L'amendement n° 10, présenté par Mme Danielle Pourtaud, M. Gérard Delfau et les membres du groupe socialiste et apparentés, tendait à insérer un alinéa additionnel après le quinzième alinéa de la proposition de résolution. M. Pierre Hérisson, rapporteur, a considéré que l'idée d'inscrire une disposition relative au régime des services publics dans les traités fondateurs de l'Union européenne pouvait, a priori, paraître séduisante. Il a toutefois jugé qu'une telle orientation ne s'inscrivait guère, contrairement à ce que suggéraient ses défenseurs, dans le cadre de la révision institutionnelle prévue pour l'an Prochain. Celle-ci lui est notamment apparue suffisamment délicate à mener pour que l'on s'interroge sur l'opportunité de la compliquer par des demandes conventionnelles. Estimant aussi qu'au stade des réflexions engagées par le Sénat, une référence à un des articles du traité pouvait apparaître excessive, il s'en est, en définitive, remis à la sagesse de la commission.
M. Gérard Larcher a alors fait observer que la proposition avancée excédait le cadre de la proposition de résolution et qu'il n'y était pas favorable en l'état, non pas sur le fond, mais sur la forme.
A l'issue de cet échange de vues, M. Gérard Delfau a décidé de retirer l'amendement n° 10.

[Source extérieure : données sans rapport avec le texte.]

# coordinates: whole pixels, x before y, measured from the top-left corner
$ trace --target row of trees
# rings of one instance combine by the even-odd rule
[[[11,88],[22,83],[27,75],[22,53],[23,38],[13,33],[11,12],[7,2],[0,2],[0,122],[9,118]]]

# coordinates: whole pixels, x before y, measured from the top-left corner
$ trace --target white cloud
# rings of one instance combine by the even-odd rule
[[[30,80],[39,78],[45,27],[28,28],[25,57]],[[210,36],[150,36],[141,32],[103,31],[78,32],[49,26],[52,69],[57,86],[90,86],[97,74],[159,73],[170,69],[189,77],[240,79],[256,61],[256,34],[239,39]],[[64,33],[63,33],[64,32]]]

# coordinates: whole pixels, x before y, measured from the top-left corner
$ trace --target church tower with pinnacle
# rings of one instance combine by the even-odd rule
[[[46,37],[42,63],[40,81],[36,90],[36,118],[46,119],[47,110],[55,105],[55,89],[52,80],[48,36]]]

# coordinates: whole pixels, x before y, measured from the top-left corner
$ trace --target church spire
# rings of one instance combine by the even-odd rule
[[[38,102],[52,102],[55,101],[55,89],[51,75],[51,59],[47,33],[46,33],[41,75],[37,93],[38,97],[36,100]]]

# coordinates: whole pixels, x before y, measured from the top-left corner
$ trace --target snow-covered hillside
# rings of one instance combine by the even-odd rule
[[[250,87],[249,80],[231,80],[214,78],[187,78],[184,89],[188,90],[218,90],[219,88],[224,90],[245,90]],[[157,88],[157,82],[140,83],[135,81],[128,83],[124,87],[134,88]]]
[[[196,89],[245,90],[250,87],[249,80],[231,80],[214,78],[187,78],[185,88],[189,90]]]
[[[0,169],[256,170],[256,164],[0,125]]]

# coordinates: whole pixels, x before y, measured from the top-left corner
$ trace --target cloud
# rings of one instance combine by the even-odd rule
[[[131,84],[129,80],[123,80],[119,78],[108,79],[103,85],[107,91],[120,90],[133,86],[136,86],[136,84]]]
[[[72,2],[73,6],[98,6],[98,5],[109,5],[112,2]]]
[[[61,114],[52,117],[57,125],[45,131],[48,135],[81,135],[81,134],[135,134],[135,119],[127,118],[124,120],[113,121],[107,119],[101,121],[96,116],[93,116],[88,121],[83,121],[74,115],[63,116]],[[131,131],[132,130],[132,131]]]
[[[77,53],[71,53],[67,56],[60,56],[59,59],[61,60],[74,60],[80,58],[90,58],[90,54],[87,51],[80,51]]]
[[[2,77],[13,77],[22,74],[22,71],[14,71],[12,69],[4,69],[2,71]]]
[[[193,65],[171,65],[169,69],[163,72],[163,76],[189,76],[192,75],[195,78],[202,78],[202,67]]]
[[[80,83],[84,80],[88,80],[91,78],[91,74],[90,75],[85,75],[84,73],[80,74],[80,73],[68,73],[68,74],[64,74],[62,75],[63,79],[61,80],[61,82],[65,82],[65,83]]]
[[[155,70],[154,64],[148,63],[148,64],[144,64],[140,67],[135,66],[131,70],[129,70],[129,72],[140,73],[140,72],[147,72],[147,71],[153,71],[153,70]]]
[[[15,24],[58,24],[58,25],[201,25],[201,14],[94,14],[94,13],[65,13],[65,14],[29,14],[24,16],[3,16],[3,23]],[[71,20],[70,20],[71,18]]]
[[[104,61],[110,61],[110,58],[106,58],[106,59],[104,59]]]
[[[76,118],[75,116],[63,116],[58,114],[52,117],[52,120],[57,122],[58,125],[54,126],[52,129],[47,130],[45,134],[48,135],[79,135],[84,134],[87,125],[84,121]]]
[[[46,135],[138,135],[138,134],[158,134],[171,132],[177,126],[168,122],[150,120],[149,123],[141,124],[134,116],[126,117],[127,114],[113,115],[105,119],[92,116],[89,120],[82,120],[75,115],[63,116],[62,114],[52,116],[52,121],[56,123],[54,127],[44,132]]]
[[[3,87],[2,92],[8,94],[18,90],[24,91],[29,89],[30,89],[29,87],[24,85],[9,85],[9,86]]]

M. Pierre Hérisson, rapporteur, s'est ensuite interrogé sur l'intérêt de l'amendement n° 5 présenté par MM. Claude Billard, Félix Leyzour et Louis Minetti et visant à souligner que le statut actuel de France Télécom était « tout à fait compatible avec la passation de contrats de coopération avec des exploitants étrangers ». Le rapporteur a jugé qu'une telle formule était :
- soit un truisme, puisque France Télécom a passé de nombreux accords de coopération avec des partenaires étrangers ;
- soit une contre-vérité, si l'amendement signifiait que l'opérateur pourrait, afin de conforter certains de ces accords, réaliser des participations croisées en capital avec ses plus grands partenaires, puisqu'il ne disposait pas, en raison de son statut proche de celui d'un établissement public, de capital social.

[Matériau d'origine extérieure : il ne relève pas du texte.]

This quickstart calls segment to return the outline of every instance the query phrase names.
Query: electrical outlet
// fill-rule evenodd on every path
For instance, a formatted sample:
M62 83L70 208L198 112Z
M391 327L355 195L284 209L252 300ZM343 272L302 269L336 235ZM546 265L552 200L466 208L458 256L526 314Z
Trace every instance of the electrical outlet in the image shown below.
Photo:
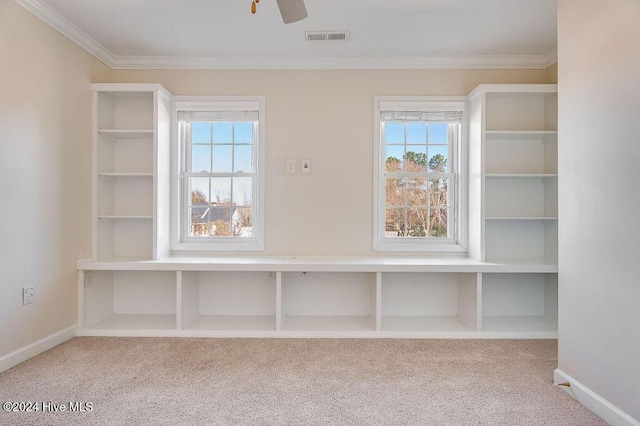
M28 305L36 301L36 291L33 287L24 287L22 289L22 304Z
M289 159L287 160L287 173L295 173L296 172L296 160Z

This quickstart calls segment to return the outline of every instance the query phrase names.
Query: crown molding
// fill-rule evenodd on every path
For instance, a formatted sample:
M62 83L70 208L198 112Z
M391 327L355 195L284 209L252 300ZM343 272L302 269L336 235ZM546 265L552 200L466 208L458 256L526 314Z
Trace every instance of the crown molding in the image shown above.
M106 47L98 43L87 33L78 28L74 23L62 16L57 10L39 0L15 0L29 12L42 19L47 24L58 30L69 40L82 47L84 50L113 68L116 56Z
M544 69L545 55L432 57L116 56L114 69Z
M548 51L547 54L544 55L544 58L545 58L545 62L547 64L547 67L550 67L551 65L555 64L556 62L558 62L558 48L554 47L553 49Z
M557 61L555 49L546 55L424 57L118 56L46 3L15 1L113 69L545 69Z

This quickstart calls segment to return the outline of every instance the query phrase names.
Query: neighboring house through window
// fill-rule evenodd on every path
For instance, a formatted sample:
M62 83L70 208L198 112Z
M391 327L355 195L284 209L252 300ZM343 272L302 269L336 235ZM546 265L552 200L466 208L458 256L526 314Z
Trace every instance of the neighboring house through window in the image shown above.
M374 249L464 251L464 99L375 98Z
M264 98L177 97L173 249L263 250Z

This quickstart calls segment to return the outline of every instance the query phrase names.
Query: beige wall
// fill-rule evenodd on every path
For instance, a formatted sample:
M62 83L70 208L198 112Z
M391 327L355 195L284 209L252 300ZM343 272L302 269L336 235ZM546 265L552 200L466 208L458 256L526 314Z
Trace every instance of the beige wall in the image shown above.
M114 81L179 95L266 96L268 255L374 254L375 95L466 95L481 83L546 78L546 70L114 72ZM285 174L287 158L310 159L311 174Z
M558 83L558 63L554 63L547 68L547 83Z
M91 255L91 81L111 70L0 0L0 358L76 323ZM36 302L22 306L22 287Z
M558 3L558 362L640 421L638 16L637 0Z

M. Claude Billard a alors considéré que la mise en place du service Universel allait instaurer un service public à deux vitesses qui serait de nature à menacer le « devenir de France Télécom ».

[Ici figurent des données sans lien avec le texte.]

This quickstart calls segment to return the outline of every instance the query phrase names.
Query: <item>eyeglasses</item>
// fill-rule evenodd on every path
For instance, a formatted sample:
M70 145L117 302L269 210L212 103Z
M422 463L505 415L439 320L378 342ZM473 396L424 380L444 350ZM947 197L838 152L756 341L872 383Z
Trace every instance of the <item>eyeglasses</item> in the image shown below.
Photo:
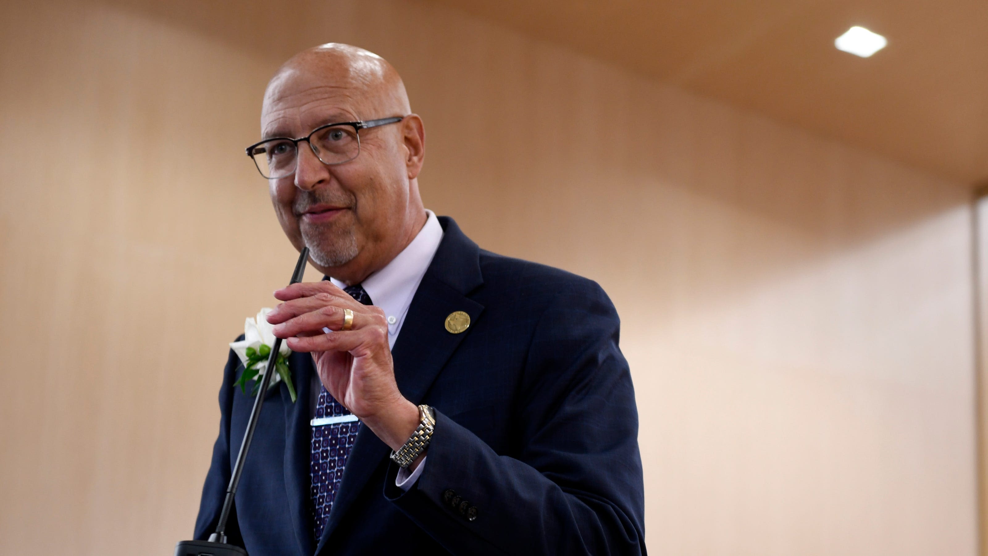
M350 162L361 154L358 131L396 123L405 117L397 116L370 121L340 121L320 125L304 137L274 137L247 147L247 156L254 160L257 171L269 180L278 180L295 173L298 163L298 143L305 141L323 164Z

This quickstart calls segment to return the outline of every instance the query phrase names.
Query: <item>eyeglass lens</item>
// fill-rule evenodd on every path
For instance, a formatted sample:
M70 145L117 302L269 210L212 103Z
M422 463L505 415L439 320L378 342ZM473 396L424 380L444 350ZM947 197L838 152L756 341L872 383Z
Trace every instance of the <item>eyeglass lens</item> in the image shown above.
M308 143L323 164L349 162L361 152L357 129L350 125L331 125L317 129L309 135ZM251 157L265 178L285 178L295 172L298 147L293 141L272 139L254 147Z

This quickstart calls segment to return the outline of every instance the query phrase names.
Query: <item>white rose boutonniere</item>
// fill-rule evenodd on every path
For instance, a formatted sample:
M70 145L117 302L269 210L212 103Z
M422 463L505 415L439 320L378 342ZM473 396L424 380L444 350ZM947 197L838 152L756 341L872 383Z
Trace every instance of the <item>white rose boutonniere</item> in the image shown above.
M251 388L251 395L257 395L257 389L261 386L261 379L268 369L268 357L271 356L271 348L275 345L275 326L268 322L268 313L271 308L265 307L257 314L257 317L250 318L244 322L244 339L239 342L231 342L230 349L240 357L240 362L244 364L244 370L240 373L240 378L234 386L240 386L243 392L247 393L247 381L254 380ZM291 401L295 401L295 387L291 383L291 373L288 372L288 356L291 353L285 343L282 343L278 351L278 359L275 362L276 374L271 377L271 386L280 381L285 381L291 395Z

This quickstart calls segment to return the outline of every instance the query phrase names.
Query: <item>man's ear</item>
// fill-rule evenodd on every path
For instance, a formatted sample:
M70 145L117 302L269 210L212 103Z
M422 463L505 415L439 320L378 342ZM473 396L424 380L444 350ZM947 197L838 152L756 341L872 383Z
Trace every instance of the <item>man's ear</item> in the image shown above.
M411 114L401 120L401 131L405 145L405 168L408 179L414 180L422 171L426 158L426 128L417 114Z

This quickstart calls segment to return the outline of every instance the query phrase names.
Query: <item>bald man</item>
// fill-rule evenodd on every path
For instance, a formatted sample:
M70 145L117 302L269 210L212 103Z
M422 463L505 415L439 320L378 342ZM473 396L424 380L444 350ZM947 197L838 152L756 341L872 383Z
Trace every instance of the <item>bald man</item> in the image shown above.
M292 57L261 134L247 151L279 222L327 279L275 292L297 398L285 383L266 394L230 542L252 556L644 554L637 410L600 286L483 251L424 207L422 119L371 52ZM242 372L231 352L197 538L216 526L253 405Z

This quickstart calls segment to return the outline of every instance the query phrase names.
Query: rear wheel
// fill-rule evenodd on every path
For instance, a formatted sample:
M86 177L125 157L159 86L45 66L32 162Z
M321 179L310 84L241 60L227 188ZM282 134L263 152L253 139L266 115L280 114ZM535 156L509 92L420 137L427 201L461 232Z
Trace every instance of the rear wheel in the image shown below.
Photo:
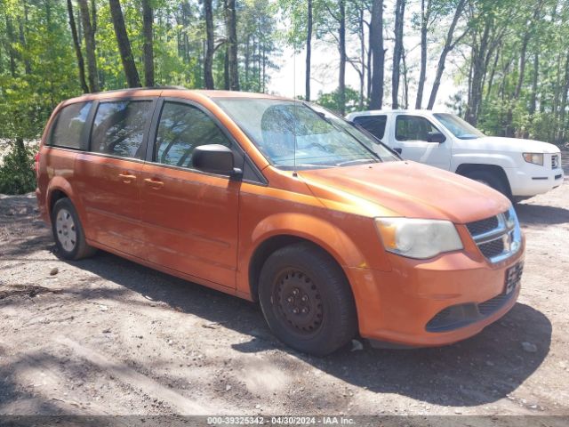
M52 230L59 254L66 260L80 260L96 252L87 245L79 216L68 198L60 198L53 205Z
M496 191L500 191L507 197L510 197L509 189L508 185L504 182L504 180L489 171L474 171L465 175L471 180L477 181L478 182L492 187Z
M332 353L357 330L343 271L309 244L285 246L268 257L260 271L259 299L276 337L305 353Z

M. Gérard Larcher a fait valoir qu'il ne convenait pas de confondre le cadre de la libéralisation et le statut de l'opérateur. Après une intervention de M. Jean François-Poncet, président, la commission a suivi son rapporteur et a repoussé l'amendement n° 5.
M. Pierre Hérisson, rapporteur, a ensuite mis en évidence que l'amendement n° 11, présenté par Mme Danielle Pourtaud, M. Gérard Delfau et les membres du groupe socialiste et apparentés, visant à supprimer le mot « transitoire » au vingt-troisième alinéa de la proposition, supprimait une redondance inutile du texte initial. En effet, le passage d'une situation de monopole à une situation de concurrence ne constituera qu'une période, limitée dans le temps, de l'évolution du secteur des télécommunications. Le régime juridique applicable à cette période ne pouvant, par essence, n'être que transitoire, il lui est donc apparu qu'une telle précision était, en définitive, superfétatoire.
La commission a, en conséquence, adopté l'amendement n° 11 et la proposition de résolution dans le texte de la commission modifié par cet amendement.